La dizione “Cattolici democratici in campo” – per l’iniziativa tenutasi all’Istituto Sturzo lo scorso 25 novembre – una qualche ambiguità o reticenza l’aveva.  Perché, da un lato, la “c” del campo in cui si intendeva scendere era minuscola, ma, dall’altro lato, l’iniziativa è nata in cui un momento in cui un nuovo movimento politico – “Campo progressista” , dunque un campo con la “c” maiuscola –  si è fatto largo nello spazio della politica militante.  Reticenza che in un certo senso è rimasta anche a iniziativa conclusa. O forse si potrebbe parlare di sobrietà e di cautela.
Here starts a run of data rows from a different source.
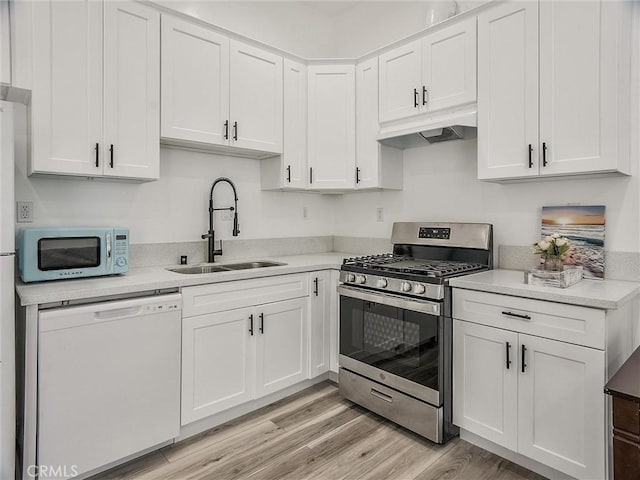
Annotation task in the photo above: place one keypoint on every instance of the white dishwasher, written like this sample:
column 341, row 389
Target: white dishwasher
column 108, row 381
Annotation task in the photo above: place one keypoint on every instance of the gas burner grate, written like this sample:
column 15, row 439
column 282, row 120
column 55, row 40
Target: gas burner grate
column 372, row 261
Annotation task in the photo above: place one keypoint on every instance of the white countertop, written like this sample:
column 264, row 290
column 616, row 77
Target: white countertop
column 155, row 278
column 604, row 294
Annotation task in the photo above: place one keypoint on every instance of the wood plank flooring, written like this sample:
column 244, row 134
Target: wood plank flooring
column 316, row 434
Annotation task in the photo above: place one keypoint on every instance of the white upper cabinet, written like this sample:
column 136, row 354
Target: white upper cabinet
column 430, row 74
column 400, row 82
column 256, row 98
column 131, row 90
column 331, row 127
column 449, row 66
column 95, row 115
column 195, row 83
column 289, row 171
column 377, row 166
column 66, row 102
column 508, row 91
column 5, row 44
column 219, row 92
column 569, row 117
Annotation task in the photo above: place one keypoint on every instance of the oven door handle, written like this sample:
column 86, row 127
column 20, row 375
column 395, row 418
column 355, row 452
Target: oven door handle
column 431, row 308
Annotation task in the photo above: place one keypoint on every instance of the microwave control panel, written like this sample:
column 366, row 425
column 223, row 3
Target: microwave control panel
column 121, row 250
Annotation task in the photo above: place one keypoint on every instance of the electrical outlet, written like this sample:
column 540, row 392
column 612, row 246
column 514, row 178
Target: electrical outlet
column 227, row 215
column 24, row 212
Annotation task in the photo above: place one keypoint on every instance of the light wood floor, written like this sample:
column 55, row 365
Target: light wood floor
column 316, row 434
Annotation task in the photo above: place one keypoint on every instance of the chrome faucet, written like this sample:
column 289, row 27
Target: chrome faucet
column 210, row 235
A condurre l’incontro è stato Franco Monaco, parlamentare del Pd, ma notoriamente assai critico della attuale linea politica di quel partito e, in particolare, della sua guida politica, il quale da tempo ha rivolto la sua attenzione a Giuliano Pisapia e al suo “Campo progressista”, tenuto a battesimo nel febbraio di quest’anno. Monaco ha spiegato che scopo dell’incontro era di fare il punto sul cattolicesimo democratico, e farlo da tre angolature. Una storica, una teologica e una politica, di attualizzazione politica. Il punto di vista storico è stato affidato a Guido Formigoni, primo coordinatore della rete c3dem e docente di Storia contemporanea alla Iulm di Milano. Quello teologico a Carlo Casalone, già provinciale d’Italia dei gesuiti e ora presidente della Fondazione Carlo Maria Martini. Quello politico è stato, di fatto, oggetto della discussione tra lo stesso Franco Monaco, che però non ha voluto tenere una specifica relazione limitandosi a coordinare l’incontro e a chiosarne gli interventi, Giuliano Pisapia, che del cattolicesimo democratico potrebbe dirsi un osservatore esterno e un estimatore, David Sassoli, europarlamentare del Pd da due legislature e dal 2014 vice presidente del Parlamento europeo, e Bruno Tabacci, già più volte deputato Dc, poi assessore al Bilancio con Pisapia a Milano, dal 2013 deputato e presidente del Centro Democratico (formazione che aderisce al Pd) e fin dall’inizio accanto a Pisapia nel lancio di Campo Progressista.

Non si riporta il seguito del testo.